On Tue, 27 Jan 2009 00:53:31 +0100
Ingo Molnar <mingo@elte.hu> wrote:

> 
> * Andrew Morton <akpm@linux-foundation.org> wrote:
> 
> > > The problem is the intrinsic utility of work_on_cpu(): we _really_ 
> > > want such a generic facility to be usable from any (blockable) 
> > > context, just like on_each_cpu(func, info) does for atomic functions, 
> > > without restrictions on locking context.
> > 
> > Do we?  work_on_cpu() is some last-gasp oh-i-screwed-my-code-up thing. 
> > We _really_ want people to use on_each_cpu()!
> 
> why? on_each_cpu() is limited and runs in IRQ context.
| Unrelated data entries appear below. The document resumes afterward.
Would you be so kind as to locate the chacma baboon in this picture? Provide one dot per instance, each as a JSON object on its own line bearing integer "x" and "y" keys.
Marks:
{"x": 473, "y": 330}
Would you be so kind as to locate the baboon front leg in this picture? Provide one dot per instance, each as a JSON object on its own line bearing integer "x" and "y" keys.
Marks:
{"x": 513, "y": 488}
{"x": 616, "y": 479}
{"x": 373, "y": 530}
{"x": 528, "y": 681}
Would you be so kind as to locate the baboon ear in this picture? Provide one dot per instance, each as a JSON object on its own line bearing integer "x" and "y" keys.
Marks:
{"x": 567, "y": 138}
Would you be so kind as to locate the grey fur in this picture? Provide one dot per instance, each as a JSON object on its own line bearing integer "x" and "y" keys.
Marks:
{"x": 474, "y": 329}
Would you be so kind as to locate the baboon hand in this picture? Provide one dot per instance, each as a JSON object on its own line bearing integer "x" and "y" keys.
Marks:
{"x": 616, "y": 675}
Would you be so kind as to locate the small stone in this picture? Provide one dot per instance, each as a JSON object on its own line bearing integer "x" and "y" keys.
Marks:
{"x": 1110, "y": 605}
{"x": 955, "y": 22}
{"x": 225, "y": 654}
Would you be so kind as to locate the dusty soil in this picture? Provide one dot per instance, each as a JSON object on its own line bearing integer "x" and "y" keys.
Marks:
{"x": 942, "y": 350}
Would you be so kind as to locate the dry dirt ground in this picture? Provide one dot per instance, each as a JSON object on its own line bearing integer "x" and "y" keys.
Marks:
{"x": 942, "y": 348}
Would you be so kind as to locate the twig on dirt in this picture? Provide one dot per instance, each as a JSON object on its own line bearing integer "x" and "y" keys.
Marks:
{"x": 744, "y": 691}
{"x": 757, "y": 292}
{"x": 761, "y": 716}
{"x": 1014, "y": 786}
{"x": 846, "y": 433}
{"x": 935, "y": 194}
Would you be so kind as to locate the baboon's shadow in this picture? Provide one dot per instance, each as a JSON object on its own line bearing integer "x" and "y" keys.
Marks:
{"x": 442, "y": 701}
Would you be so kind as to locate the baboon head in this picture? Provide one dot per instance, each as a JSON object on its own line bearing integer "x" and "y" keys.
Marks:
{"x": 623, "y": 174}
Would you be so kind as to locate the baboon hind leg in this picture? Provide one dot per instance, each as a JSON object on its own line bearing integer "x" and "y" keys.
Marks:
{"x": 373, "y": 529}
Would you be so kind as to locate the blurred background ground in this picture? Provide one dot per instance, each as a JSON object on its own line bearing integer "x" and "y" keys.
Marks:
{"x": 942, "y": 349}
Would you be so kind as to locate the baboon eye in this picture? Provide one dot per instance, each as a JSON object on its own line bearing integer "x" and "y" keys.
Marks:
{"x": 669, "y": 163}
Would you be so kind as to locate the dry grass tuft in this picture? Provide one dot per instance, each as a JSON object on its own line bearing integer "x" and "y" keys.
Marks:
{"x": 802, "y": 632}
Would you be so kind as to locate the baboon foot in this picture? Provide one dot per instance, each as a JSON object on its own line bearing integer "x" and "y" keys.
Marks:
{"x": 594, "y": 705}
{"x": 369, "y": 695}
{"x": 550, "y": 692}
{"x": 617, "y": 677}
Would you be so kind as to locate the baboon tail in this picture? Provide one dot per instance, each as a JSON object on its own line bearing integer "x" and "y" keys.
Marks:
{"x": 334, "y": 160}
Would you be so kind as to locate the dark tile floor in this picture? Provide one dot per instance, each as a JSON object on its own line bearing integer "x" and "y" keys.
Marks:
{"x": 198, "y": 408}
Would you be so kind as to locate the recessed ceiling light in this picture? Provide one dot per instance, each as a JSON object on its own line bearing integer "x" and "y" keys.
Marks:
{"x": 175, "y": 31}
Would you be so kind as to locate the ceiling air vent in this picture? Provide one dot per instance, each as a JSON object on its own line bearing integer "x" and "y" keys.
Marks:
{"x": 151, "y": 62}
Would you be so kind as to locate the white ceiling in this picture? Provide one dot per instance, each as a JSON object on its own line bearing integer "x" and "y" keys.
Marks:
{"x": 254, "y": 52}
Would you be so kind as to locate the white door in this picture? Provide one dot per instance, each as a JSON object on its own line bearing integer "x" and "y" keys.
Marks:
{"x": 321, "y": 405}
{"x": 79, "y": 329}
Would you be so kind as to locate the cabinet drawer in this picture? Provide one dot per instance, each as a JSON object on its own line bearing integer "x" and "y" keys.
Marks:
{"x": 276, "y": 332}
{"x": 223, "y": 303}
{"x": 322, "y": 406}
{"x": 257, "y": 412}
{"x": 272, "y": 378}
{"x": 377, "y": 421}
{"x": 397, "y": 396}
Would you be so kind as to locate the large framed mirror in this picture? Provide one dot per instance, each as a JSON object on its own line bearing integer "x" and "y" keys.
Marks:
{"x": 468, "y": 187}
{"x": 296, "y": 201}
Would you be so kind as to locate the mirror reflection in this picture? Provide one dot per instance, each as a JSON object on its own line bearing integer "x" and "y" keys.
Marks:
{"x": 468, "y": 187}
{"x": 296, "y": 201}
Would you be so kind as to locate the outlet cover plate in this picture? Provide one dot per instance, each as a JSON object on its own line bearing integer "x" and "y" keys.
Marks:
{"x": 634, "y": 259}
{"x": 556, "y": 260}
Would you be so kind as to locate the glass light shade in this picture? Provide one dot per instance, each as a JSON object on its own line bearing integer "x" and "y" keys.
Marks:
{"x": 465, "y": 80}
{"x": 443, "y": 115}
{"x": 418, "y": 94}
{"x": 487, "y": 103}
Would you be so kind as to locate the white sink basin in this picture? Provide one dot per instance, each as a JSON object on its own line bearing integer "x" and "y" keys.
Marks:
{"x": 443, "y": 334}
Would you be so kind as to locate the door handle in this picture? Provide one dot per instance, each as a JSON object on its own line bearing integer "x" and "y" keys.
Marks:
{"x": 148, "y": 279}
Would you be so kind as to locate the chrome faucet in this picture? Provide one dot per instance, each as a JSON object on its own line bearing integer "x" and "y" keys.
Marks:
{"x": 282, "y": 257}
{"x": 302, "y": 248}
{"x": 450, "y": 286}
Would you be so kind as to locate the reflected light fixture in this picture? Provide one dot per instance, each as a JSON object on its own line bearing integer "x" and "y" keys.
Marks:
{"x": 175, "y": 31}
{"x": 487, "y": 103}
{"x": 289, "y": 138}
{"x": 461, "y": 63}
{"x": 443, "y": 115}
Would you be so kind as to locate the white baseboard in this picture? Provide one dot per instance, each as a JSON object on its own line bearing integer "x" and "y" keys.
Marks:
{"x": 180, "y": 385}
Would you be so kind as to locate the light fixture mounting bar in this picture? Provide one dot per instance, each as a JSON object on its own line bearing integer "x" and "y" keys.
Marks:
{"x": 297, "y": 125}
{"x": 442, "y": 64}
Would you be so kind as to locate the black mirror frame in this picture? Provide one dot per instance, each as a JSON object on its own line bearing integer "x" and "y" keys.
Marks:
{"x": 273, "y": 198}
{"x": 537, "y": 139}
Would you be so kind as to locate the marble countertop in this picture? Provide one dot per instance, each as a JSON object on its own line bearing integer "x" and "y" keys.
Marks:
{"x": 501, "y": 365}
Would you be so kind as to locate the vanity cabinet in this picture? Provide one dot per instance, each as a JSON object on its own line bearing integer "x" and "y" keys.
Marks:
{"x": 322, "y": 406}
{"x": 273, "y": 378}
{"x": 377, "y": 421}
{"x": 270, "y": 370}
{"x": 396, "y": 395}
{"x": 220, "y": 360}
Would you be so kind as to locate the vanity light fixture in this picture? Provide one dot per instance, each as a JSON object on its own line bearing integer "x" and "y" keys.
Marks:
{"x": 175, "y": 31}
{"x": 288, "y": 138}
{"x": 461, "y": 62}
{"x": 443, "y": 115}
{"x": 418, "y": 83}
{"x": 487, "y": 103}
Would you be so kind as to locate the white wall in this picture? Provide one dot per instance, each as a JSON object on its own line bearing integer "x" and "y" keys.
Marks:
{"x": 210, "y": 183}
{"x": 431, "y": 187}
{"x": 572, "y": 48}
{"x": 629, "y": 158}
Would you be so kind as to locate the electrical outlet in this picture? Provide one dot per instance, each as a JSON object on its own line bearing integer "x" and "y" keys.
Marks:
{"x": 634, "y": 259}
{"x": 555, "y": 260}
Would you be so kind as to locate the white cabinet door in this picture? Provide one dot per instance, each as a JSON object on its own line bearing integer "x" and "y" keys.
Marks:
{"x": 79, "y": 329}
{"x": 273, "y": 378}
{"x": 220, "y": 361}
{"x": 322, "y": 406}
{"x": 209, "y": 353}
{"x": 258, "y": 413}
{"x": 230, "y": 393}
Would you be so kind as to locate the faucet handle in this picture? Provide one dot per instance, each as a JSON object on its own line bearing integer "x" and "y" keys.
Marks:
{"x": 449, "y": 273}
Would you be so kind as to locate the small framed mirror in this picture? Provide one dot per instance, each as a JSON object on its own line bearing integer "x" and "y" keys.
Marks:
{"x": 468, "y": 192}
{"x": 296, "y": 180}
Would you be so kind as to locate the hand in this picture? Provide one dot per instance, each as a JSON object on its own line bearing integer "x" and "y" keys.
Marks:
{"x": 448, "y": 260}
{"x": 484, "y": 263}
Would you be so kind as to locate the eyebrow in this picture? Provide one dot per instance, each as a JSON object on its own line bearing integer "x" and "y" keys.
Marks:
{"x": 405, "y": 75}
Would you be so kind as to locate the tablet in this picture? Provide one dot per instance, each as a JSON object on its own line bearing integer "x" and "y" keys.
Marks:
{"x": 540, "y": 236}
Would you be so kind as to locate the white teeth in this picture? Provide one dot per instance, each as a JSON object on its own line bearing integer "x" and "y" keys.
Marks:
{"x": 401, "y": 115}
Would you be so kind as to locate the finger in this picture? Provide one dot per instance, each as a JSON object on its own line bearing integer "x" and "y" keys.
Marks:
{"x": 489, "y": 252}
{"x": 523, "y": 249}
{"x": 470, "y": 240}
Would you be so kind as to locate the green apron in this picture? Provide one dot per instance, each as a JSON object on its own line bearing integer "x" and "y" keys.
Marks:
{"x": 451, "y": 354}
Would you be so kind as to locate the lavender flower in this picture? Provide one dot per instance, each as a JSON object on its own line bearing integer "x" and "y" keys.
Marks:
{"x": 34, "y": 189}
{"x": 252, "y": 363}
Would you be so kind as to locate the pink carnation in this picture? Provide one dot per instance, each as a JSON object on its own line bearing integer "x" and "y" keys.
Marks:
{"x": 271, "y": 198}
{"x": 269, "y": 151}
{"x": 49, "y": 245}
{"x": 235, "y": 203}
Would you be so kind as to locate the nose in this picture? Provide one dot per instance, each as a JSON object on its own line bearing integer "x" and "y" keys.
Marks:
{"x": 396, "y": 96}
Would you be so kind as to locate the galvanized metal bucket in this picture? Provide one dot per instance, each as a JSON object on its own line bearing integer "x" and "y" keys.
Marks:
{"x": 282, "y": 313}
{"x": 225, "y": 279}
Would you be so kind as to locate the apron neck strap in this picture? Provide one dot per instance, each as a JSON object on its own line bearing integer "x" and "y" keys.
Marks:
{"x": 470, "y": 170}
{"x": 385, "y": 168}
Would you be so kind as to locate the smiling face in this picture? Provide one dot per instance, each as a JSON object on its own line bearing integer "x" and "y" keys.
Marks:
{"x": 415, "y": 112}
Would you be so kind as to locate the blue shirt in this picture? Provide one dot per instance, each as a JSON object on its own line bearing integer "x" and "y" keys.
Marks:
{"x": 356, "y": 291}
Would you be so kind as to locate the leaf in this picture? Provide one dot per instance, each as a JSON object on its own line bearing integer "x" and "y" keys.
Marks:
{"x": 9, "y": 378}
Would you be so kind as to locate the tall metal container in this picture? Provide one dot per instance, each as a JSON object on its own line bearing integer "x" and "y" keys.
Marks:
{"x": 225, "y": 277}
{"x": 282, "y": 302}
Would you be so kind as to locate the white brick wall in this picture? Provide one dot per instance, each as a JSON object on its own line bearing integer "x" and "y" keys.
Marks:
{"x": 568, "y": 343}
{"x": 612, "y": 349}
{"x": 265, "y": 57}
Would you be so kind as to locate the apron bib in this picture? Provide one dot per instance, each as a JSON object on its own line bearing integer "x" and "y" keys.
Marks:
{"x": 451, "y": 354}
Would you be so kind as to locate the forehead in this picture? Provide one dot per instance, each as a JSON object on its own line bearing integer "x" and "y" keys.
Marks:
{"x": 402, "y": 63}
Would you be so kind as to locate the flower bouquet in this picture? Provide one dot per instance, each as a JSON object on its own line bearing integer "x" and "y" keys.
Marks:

It's worked OK for the great majority of callers.

> Is there a 
> requirement that worklets need to be atomic?

Blocking leads to deadlocks.

> > We should bust a gut to keep the number of callers to the 
> > resource-intensive (deadlocky!) work_on_cpu() to a minimum.
> 
> i wouldnt call +10K 'resource intensive'.

per CPU.  Plus there's the `ps aux | wth?' effect.

We've busted a gut over far, far less.

Plus the bugfixed, undeadlockable version will be more expensive still.

> > (And to think that adding add_timer_on() creeped me out).
> > 
> > hm.  None of that was very helpful.  How to move forward?
> > 
> > I think I disagree that work_on_cpu() should be made into some robust, 
> > smiled-upon core kernel facility.  It _is_ slow, it _is_ deadlockable. 
> 
> uhm, why is it slow? It could be faster in fact in some cases: the main 
> overhead in on_each_cpu() is having to wait for the IPIs - with a thread 
> based approach if the other CPUs are idle we can get an IPI-less wakeup.

spose so, if the CPU can do mwait?  If the CPU was idle, etc.  If a CPU
was busy then the call could take a long time.

> > It should be positioned as something which is only used as a last 
> > resort.  And if you _have_ to use it, sort out your locking!
> > 
> > Plus the number of code sites which want to fiddle with other CPUs in 
> > this manner will always be small.  cpufreq, MCE, irq-affinity, things 
> > like that.
> > 
> > What is the deadlock in acpi-cpufreq?  Which lock, and who is the 
> > "other" holder of that lock?
> 
> a quick look suggests that it's dbs_mutex.
> 

Can't see it.

In fact all work_on_cpu() handlers in
arch/x86/kernel/cpu/cpufreq/acpi-cpufreq.c appear to be atomic. 
Couldn't the whole thing be converted to use smp_call_function_many()?